- Directed by: Salima Koroma
- Produced by: Salima Koroma, Jaeki Cho
- Starring: Dumbfounddead, Awkwafina, Rekstizzy, Lyricks
- Release date: April 13, 2016;

= Bad Rap (film) =

Bad Rap is a 2016 documentary directed by Salima Koroma, and produced by Jaeki Cho. The documentary follows the lives of Korean-American hip-hop artists Dumbfounddead, Awkwafina, Rekstizzy, and Lyricks, and their struggle to garner credibility in the American hip-hop industry. Bad Rap premiered at the Tribeca Film Festival on April 13, 2016, and has since been screened at twelve other film festivals around the world. As of September 7, 2017, the film has been made available on the iTunes Store, Amazon, VUDU, Google Play, and Netflix.

== Synopsis ==
Bad Rap features the stories of four prominent Korean-American hip-hop figures, all at different points in their careers, but sharing the same goal of succeeding in the mainstream. It traces through the early days of freestyle battle aficionado Jonathan Park, better known as "Dumbfoundead", and his personal struggle with marketability in the modern hip-hop industry. The film also focuses on how developing artists such as New Yorker David "Rekstizzy" Lee and Richard "Lyricks" Lee carve out their niche within the genre, placing a focus on creative expression and artistic identity. Rising star Nora "Awkwafina" Lum discusses her relationship with her race and career, and her perceived responsibilities as a double-minority in the genre.
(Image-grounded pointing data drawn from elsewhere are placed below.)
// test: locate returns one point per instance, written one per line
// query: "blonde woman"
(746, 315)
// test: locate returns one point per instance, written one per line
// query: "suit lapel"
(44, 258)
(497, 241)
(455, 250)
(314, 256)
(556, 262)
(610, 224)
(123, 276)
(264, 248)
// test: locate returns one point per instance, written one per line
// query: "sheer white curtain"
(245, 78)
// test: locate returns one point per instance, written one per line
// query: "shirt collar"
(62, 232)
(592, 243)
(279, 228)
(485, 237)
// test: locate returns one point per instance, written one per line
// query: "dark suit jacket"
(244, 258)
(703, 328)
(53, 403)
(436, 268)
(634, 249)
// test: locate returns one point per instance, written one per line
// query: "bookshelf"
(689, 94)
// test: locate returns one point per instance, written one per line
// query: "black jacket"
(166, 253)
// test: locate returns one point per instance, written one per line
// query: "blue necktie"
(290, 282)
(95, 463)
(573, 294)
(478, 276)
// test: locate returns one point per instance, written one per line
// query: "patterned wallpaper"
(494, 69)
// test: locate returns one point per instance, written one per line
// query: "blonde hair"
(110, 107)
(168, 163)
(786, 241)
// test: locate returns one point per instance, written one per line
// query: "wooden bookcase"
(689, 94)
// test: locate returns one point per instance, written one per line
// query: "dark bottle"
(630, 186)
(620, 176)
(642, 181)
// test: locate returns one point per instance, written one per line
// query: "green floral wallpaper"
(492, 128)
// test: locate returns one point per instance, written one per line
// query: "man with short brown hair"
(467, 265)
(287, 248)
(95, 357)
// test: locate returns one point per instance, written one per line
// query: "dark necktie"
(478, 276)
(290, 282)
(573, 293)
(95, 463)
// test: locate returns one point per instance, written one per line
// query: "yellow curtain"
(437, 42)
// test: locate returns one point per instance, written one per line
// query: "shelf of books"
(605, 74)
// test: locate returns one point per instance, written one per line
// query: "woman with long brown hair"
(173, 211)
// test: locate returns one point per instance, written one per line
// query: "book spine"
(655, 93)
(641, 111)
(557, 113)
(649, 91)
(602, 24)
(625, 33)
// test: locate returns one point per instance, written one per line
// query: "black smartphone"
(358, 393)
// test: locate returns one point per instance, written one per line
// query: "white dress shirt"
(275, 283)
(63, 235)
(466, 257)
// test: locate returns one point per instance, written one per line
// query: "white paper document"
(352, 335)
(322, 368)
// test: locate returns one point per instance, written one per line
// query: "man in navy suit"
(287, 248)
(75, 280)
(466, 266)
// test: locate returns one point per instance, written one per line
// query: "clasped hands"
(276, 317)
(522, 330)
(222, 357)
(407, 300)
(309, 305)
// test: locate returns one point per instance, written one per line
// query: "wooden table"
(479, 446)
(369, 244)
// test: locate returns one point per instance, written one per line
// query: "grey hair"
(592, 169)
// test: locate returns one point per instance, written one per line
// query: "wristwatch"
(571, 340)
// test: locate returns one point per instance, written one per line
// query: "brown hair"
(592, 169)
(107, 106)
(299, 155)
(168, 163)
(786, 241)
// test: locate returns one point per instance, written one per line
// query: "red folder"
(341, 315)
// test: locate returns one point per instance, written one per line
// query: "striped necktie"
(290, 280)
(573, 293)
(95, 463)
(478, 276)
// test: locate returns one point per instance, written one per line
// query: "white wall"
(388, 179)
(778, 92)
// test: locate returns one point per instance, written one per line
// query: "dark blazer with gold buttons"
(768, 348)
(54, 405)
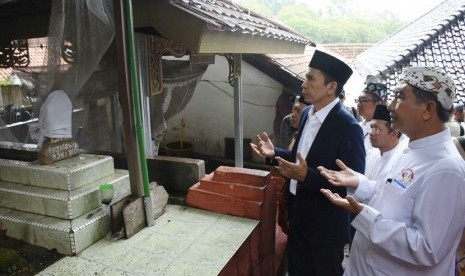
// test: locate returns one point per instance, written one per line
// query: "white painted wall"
(209, 116)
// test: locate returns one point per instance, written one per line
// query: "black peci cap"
(331, 65)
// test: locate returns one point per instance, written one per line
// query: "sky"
(407, 10)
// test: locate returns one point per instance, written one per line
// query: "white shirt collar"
(323, 113)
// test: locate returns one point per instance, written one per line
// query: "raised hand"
(263, 147)
(345, 177)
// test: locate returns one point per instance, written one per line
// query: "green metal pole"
(135, 88)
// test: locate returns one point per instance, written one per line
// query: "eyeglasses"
(376, 131)
(363, 100)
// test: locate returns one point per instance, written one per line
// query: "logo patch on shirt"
(407, 175)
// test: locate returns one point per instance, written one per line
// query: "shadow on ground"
(21, 258)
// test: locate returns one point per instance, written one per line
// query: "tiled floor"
(183, 241)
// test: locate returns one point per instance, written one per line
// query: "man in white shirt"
(386, 142)
(413, 224)
(373, 94)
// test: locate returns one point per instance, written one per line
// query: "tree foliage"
(335, 24)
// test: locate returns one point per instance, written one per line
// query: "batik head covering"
(376, 88)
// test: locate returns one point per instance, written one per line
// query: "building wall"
(209, 116)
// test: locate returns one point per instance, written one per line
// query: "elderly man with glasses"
(373, 94)
(413, 223)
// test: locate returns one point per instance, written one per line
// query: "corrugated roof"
(435, 39)
(224, 15)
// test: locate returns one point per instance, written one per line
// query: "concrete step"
(69, 174)
(68, 237)
(59, 203)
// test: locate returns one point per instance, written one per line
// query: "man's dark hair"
(425, 96)
(329, 78)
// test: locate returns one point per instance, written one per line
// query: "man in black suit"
(318, 231)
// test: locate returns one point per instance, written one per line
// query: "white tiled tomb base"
(68, 174)
(69, 237)
(60, 203)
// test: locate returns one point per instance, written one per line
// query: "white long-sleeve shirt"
(412, 226)
(377, 168)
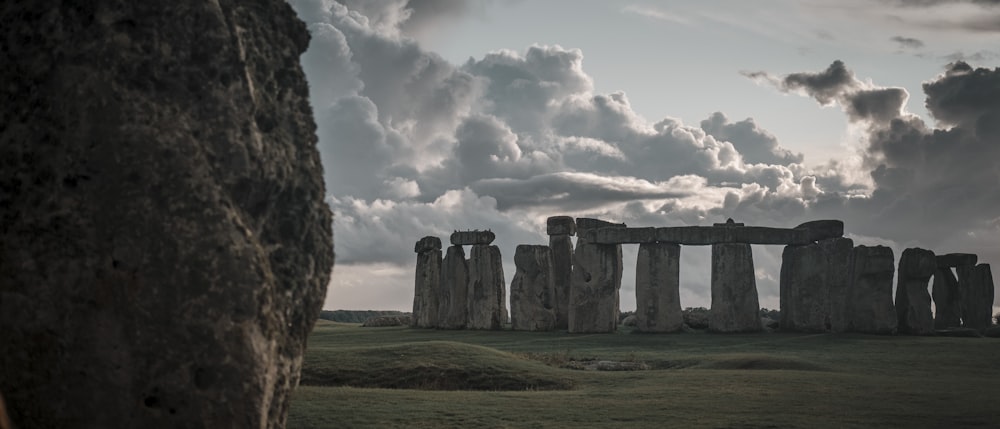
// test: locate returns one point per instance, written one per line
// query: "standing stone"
(560, 229)
(427, 283)
(913, 301)
(597, 278)
(531, 290)
(977, 297)
(838, 254)
(805, 289)
(947, 305)
(453, 312)
(165, 246)
(869, 307)
(657, 288)
(735, 307)
(486, 288)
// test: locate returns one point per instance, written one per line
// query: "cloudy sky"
(439, 115)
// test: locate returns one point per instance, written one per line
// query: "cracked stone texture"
(165, 244)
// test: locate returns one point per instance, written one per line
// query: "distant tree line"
(356, 316)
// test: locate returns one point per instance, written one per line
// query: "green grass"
(429, 378)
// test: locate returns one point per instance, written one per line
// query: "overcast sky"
(439, 115)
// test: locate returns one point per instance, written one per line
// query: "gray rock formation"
(531, 306)
(805, 289)
(657, 288)
(487, 290)
(560, 225)
(596, 280)
(735, 306)
(164, 243)
(838, 254)
(913, 301)
(870, 308)
(947, 300)
(560, 229)
(459, 238)
(427, 283)
(977, 297)
(453, 302)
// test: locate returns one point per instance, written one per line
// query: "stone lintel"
(956, 259)
(560, 225)
(460, 238)
(427, 243)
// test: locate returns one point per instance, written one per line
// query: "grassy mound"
(759, 362)
(431, 365)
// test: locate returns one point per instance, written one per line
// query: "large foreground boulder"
(164, 243)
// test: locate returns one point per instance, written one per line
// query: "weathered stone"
(453, 304)
(838, 254)
(584, 224)
(869, 307)
(531, 306)
(804, 289)
(487, 290)
(976, 296)
(427, 288)
(561, 247)
(956, 259)
(618, 235)
(657, 288)
(913, 301)
(706, 235)
(596, 280)
(560, 225)
(164, 241)
(735, 306)
(822, 229)
(459, 238)
(947, 298)
(427, 243)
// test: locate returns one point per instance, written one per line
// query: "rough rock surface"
(657, 288)
(165, 243)
(596, 280)
(560, 225)
(869, 307)
(838, 254)
(531, 290)
(561, 247)
(487, 290)
(913, 301)
(804, 289)
(947, 302)
(735, 306)
(427, 284)
(977, 297)
(453, 301)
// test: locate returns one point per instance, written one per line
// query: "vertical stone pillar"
(560, 229)
(427, 282)
(657, 288)
(531, 306)
(913, 301)
(947, 306)
(486, 288)
(869, 307)
(454, 303)
(838, 256)
(596, 280)
(805, 288)
(977, 296)
(735, 306)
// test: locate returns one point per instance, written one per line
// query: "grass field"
(401, 377)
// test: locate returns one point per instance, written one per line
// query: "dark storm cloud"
(907, 42)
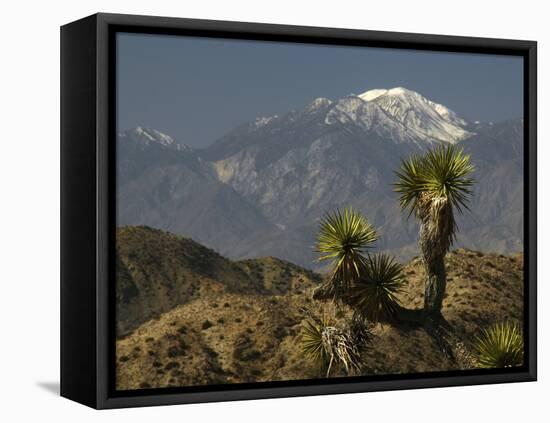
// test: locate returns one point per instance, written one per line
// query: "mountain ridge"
(261, 188)
(227, 335)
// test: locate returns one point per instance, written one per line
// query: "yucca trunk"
(436, 232)
(436, 282)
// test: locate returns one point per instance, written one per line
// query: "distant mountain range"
(260, 189)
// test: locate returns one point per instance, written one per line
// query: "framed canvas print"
(254, 211)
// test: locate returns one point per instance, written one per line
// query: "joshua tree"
(433, 186)
(328, 345)
(500, 346)
(344, 238)
(374, 293)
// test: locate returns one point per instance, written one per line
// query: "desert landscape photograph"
(290, 211)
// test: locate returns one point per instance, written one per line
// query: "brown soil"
(225, 334)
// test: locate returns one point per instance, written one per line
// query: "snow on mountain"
(419, 114)
(372, 94)
(147, 137)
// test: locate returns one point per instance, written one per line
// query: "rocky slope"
(243, 321)
(157, 271)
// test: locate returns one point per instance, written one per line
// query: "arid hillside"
(206, 320)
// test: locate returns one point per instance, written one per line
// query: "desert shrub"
(500, 346)
(375, 292)
(206, 324)
(328, 345)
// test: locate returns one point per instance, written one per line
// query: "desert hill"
(230, 322)
(157, 271)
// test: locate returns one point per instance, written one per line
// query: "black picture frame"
(88, 199)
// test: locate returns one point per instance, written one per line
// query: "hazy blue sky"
(196, 89)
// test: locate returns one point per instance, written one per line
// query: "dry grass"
(256, 337)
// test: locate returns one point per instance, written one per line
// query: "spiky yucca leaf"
(442, 172)
(375, 293)
(343, 238)
(327, 345)
(341, 349)
(312, 341)
(500, 346)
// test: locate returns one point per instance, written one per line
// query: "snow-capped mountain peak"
(372, 94)
(419, 114)
(147, 137)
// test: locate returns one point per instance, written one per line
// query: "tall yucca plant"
(375, 293)
(344, 237)
(500, 346)
(432, 186)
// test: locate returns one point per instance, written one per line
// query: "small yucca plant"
(312, 341)
(375, 293)
(344, 238)
(327, 345)
(500, 346)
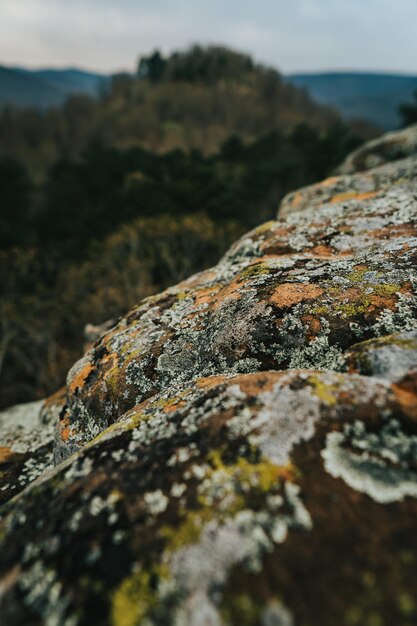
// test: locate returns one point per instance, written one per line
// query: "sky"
(292, 35)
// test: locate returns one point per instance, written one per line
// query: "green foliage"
(192, 100)
(15, 193)
(138, 191)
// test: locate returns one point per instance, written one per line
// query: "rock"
(242, 448)
(293, 293)
(26, 442)
(362, 186)
(390, 147)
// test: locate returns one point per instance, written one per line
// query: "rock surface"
(242, 448)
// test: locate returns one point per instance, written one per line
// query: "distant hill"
(191, 100)
(373, 97)
(46, 88)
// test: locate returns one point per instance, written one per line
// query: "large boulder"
(242, 448)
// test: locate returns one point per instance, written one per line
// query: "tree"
(15, 196)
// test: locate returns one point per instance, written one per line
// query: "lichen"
(379, 464)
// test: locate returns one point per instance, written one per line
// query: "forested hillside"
(193, 101)
(104, 202)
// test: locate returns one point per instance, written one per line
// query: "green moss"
(263, 228)
(135, 597)
(260, 269)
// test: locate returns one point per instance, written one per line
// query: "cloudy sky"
(293, 35)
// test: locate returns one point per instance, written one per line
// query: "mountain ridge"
(372, 96)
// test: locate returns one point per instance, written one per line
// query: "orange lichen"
(81, 376)
(352, 195)
(288, 294)
(5, 454)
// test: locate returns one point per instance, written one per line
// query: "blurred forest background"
(105, 200)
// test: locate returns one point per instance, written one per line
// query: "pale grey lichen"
(381, 465)
(201, 569)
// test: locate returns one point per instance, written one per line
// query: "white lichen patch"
(156, 501)
(287, 417)
(199, 570)
(377, 464)
(22, 430)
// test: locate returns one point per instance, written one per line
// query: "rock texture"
(242, 448)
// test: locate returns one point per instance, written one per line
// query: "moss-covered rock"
(242, 448)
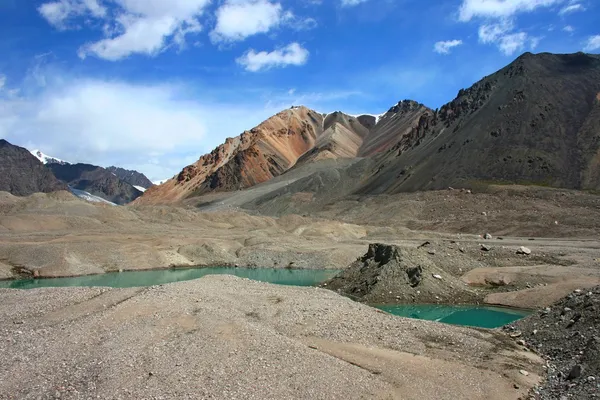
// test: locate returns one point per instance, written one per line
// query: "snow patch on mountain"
(90, 197)
(46, 159)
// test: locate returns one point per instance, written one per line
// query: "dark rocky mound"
(568, 336)
(97, 181)
(132, 177)
(391, 274)
(536, 121)
(22, 174)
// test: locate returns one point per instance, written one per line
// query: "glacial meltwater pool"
(477, 316)
(483, 317)
(293, 277)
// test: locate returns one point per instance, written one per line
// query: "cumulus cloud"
(57, 13)
(573, 6)
(509, 44)
(239, 19)
(351, 3)
(292, 54)
(133, 27)
(155, 128)
(592, 43)
(444, 47)
(470, 9)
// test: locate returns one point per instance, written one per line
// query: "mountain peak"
(46, 159)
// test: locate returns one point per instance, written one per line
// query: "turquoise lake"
(483, 317)
(293, 277)
(477, 316)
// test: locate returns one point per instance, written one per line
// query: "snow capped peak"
(46, 159)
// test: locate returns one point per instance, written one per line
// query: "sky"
(152, 85)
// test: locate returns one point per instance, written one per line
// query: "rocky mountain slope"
(134, 178)
(96, 181)
(536, 121)
(293, 137)
(22, 174)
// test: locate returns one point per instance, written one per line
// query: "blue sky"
(154, 84)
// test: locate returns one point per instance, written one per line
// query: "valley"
(490, 200)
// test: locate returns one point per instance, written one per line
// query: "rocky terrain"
(292, 138)
(134, 178)
(533, 122)
(22, 174)
(390, 274)
(96, 181)
(224, 337)
(59, 235)
(567, 334)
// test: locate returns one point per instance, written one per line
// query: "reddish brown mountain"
(292, 137)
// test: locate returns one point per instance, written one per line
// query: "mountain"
(137, 179)
(46, 159)
(291, 138)
(22, 174)
(96, 181)
(536, 121)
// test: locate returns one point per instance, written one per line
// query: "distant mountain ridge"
(23, 174)
(536, 121)
(132, 177)
(96, 181)
(290, 138)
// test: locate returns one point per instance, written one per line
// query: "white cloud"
(535, 41)
(352, 3)
(133, 27)
(239, 19)
(58, 12)
(154, 128)
(491, 33)
(592, 43)
(445, 47)
(292, 54)
(500, 8)
(571, 8)
(503, 36)
(509, 44)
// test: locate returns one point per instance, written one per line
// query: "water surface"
(477, 316)
(294, 277)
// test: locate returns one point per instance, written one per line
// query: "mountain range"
(536, 121)
(22, 174)
(25, 172)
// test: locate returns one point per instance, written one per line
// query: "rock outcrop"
(535, 121)
(21, 174)
(132, 177)
(391, 274)
(293, 137)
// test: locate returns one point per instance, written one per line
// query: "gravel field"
(222, 337)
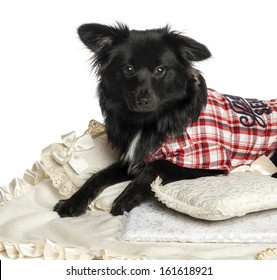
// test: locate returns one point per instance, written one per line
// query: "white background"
(47, 88)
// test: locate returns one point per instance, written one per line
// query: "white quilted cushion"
(221, 197)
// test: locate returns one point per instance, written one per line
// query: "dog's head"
(146, 71)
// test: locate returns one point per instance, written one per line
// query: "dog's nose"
(143, 103)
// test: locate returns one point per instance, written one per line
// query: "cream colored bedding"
(29, 227)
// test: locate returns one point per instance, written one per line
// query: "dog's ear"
(98, 37)
(189, 48)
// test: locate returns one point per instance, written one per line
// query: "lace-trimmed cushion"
(219, 198)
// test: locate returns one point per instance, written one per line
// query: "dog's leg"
(139, 189)
(77, 204)
(274, 160)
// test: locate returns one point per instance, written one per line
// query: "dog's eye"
(160, 71)
(128, 70)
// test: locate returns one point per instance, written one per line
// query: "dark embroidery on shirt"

The film places a great emphasis on the question of authenticity in hip-hop and what the role of aspiring artists in the genre should be, using the stories of pioneers such as MC Jin to explore the question on a wide spectrum. Bad Rap chooses not to focus on the boundaries set by the artists' heritage, but the struggle of working to fit into a niche community that rejects them for more than just where they come from. Quoting director Koroma, “The themes we explore of fighting to belong in a particular community, of having your parents and friends tell you differently but nonetheless following your passion—those are universal.”

== Cast ==
- Jonathan Park (Dumbfoundead) as himself
- Nora Lum (Awkwafina) as herself
- David Lee (Rekstizzy) as himself
- Richard Lee (Lyricks) as himself
The documentary also features special appearances by MC Jin, Shogunna, Traphik, Jay Park, Kero One, The Fung Brothers, Far East Movement, Ted Chung, Danny Chung, Oliver Wang, Ebro Darden, Damien Scott, Riggs Morales, and Jonathan Briks.

== Awards and reception ==
Since its release, Bad Rap has been met with generally positive reviews; it was listed as a must-watch film during the 2016 Tribeca Film Festival by publications including the Rolling Stone, VICE, New York Daily News, Complex, High Snobiety, and OkayPlayer. On Rotten Tomatoes, the film holds a rating of 70% based on ten critical reviews, with an average rating of 6.56/10. Reel Talk Onlines Candice Frederick praises Koroma for "[opening] up the conversation to the far less discussed marginalization of Asian-American rappers in an industry dominated by African-American men."

Bad Rap won “Best Documentary Feature” at the San Diego Asian Film Festival 2016, and the Toronto Reel Asian International Film Festival 2016. The film also received the Audience Award for Best Documentary Feature at the Los Angeles Asian Pacific Film Festival.

Popular South Korean hip-hop artists Zion.T, DJ DOC, Dok2, The Quiett, Beenzino, and Crush were attendees of the film's screening at the Seoul Hip-Hop Film Festival 2016.